К вечеру, когда ценою нечеловеческого напряжения мы оторвались от немцев, ко мне подошли Рууди и Халлоп.

Опять мы были в каком-то ольшанике, будь он неладен. Стоял теплый вечер. Тихонько, как и наши расслабленные мышцы и нервы, зудели комары.

У обоих в руках были карабины и скатки, как у пехотинцев, через плечо.

- Есть у тебя хлеб? - спросил Халлоп.

- Есть.

- Дай сюда! А еще что-нибудь из еды - сахар или консервы?

- Есть!

- Давай сюда!

Я отдал. Халлоп положил полбуханки хлеба и горсть колотого сахару в болтавшуюся у него на бедре пустую сумку от противогаза.

- Компас есть?

- Есть.

- Дай сюда!

Я снял с запястья компас. Халлоп сунул его в карман брюк. Рууди сказал:

- Теперь мы пошли.

- Куда? - спросили.

- Домой. Отвоевались. Хватит.

Я встал из-под куста и посмотрел на них. Глаза у обоих были холодные, полные решимости.

- Подумайте, что вы делаете! Мы так далеко от Эстонии. Перед вами двойной фронт, и шагать вам несколько сот километров...

У Халлопа взгляд был как стекло. Рууди опустил глаза.

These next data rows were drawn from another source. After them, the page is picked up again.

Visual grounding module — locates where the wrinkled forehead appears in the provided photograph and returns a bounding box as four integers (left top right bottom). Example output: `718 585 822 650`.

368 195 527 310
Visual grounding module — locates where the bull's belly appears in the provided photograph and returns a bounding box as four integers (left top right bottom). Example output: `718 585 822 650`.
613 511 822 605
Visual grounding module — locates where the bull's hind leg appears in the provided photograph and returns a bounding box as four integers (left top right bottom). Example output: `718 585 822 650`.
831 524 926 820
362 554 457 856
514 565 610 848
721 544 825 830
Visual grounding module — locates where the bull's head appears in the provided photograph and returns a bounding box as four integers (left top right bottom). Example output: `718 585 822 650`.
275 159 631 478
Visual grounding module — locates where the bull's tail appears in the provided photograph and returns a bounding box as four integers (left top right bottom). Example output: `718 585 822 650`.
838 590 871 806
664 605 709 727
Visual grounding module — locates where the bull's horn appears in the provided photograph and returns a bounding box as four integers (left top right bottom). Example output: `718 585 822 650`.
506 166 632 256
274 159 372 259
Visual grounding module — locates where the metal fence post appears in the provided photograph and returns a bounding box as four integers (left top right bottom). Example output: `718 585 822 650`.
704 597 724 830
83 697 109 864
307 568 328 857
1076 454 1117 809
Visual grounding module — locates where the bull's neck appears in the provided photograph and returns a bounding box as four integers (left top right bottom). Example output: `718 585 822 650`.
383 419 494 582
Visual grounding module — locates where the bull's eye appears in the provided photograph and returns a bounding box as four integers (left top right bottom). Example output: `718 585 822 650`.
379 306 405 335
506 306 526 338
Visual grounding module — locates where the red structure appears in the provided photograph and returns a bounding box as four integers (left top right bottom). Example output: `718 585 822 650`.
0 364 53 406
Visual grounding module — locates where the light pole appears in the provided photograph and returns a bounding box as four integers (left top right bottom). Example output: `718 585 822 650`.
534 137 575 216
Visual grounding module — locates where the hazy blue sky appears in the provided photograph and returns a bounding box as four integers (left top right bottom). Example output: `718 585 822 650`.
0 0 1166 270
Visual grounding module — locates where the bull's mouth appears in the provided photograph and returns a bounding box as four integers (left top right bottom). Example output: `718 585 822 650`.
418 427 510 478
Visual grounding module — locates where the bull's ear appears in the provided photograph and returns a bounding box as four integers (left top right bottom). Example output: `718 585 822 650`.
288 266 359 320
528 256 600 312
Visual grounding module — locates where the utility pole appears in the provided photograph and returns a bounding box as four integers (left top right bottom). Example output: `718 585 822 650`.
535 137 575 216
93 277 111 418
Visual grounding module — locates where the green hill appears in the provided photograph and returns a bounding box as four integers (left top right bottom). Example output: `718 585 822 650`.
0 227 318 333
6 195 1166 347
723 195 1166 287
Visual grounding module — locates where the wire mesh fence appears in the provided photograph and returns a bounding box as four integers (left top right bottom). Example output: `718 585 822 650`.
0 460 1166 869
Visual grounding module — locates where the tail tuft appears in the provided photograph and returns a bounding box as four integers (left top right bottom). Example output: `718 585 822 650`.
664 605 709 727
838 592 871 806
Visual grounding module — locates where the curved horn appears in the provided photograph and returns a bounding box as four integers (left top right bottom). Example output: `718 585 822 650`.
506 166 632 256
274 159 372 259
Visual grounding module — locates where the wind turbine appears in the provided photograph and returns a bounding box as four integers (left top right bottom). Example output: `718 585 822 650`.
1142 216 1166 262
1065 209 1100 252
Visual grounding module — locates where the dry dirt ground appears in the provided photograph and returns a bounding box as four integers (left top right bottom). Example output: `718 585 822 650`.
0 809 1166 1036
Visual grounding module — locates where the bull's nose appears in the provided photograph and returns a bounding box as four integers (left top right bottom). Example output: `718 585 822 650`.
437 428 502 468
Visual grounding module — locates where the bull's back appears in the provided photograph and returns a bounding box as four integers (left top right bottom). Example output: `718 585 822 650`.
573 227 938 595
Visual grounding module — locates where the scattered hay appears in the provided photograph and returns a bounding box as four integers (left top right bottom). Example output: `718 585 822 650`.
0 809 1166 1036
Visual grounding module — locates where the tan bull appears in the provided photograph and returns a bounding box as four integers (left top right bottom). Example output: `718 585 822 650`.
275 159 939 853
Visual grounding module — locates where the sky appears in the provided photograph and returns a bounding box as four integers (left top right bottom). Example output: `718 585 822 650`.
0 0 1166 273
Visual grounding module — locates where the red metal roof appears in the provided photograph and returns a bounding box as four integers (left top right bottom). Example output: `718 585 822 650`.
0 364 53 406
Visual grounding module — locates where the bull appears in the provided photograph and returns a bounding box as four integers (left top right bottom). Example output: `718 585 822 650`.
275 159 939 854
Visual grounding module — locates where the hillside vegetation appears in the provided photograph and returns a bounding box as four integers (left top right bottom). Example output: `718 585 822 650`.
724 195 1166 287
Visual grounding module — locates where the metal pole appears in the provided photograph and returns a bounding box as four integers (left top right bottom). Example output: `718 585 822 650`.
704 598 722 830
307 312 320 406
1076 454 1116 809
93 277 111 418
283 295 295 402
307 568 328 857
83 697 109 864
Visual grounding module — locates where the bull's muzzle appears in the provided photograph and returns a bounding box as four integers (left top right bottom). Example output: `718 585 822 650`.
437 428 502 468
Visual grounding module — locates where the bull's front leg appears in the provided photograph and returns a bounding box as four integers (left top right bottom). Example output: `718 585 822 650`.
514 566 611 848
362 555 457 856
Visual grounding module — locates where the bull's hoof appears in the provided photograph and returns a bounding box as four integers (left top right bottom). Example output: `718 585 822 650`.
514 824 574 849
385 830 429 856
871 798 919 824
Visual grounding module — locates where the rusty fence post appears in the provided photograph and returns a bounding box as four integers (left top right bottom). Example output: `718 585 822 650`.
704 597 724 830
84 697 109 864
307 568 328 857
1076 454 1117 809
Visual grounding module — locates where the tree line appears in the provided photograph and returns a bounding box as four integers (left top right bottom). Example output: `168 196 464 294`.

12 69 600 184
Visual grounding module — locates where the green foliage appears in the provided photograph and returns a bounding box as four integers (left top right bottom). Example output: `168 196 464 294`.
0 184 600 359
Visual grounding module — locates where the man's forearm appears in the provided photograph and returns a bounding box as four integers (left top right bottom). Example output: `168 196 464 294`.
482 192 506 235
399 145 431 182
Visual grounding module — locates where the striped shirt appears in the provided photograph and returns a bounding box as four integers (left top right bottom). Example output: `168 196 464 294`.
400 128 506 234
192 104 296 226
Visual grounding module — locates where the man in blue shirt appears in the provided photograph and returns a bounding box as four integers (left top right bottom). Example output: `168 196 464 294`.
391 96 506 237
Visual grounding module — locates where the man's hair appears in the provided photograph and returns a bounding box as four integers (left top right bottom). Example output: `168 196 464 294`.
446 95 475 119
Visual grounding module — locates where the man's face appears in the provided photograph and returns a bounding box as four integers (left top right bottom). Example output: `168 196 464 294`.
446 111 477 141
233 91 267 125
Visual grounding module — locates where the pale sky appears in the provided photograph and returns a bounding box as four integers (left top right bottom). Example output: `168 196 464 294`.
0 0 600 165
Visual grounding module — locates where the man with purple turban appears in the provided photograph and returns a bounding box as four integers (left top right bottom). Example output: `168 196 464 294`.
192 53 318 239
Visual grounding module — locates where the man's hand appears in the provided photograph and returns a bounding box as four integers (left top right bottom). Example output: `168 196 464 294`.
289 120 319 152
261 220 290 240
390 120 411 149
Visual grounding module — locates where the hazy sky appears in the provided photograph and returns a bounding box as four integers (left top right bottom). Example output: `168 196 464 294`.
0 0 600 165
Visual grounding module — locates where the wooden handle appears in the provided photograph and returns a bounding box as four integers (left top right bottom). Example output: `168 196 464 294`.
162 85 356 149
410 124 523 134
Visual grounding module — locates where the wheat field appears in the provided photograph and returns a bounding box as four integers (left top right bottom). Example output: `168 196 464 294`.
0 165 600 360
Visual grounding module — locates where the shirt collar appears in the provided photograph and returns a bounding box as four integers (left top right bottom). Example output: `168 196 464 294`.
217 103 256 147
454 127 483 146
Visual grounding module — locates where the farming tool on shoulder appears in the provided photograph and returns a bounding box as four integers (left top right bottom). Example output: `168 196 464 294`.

- Я, конечно, не могу вам запретить, - сказал я, - только сами подумайте, мы так долго были вместе, столько лиха повидали. Если все начнут бежать, какой же тогда во всем пережитом смысл...

- Выходит, что нет его, - довольно высокомерно отрезал Халлоп. Ухлопают нас всех до одного, а кто в бою уцелеет, тот все равно подохнет с голоду... Мир - это не только какая-то с лоскуток Эстония или эта чертова Россия. Ты ничего на свете не видел, тебе и это вполне годится. А я знаю, что делаю...

И обратился к Рууди:

- Пошли, чего ты еще ждешь!

Молчание.

- Значит, к немцам? Напялишь их мундир, будешь стрелять в нас, наплюешь на тех, кого мы предали земле? - спросил я.

- Ничего ты не понимаешь, сопляк! - взревел Халлоп. - Плевал я на твоих немцев, я на всех плевал, никого я не собираюсь предавать, сыт по горло всем этим собачьим бредом, понял? Я хочу жить по-человечески!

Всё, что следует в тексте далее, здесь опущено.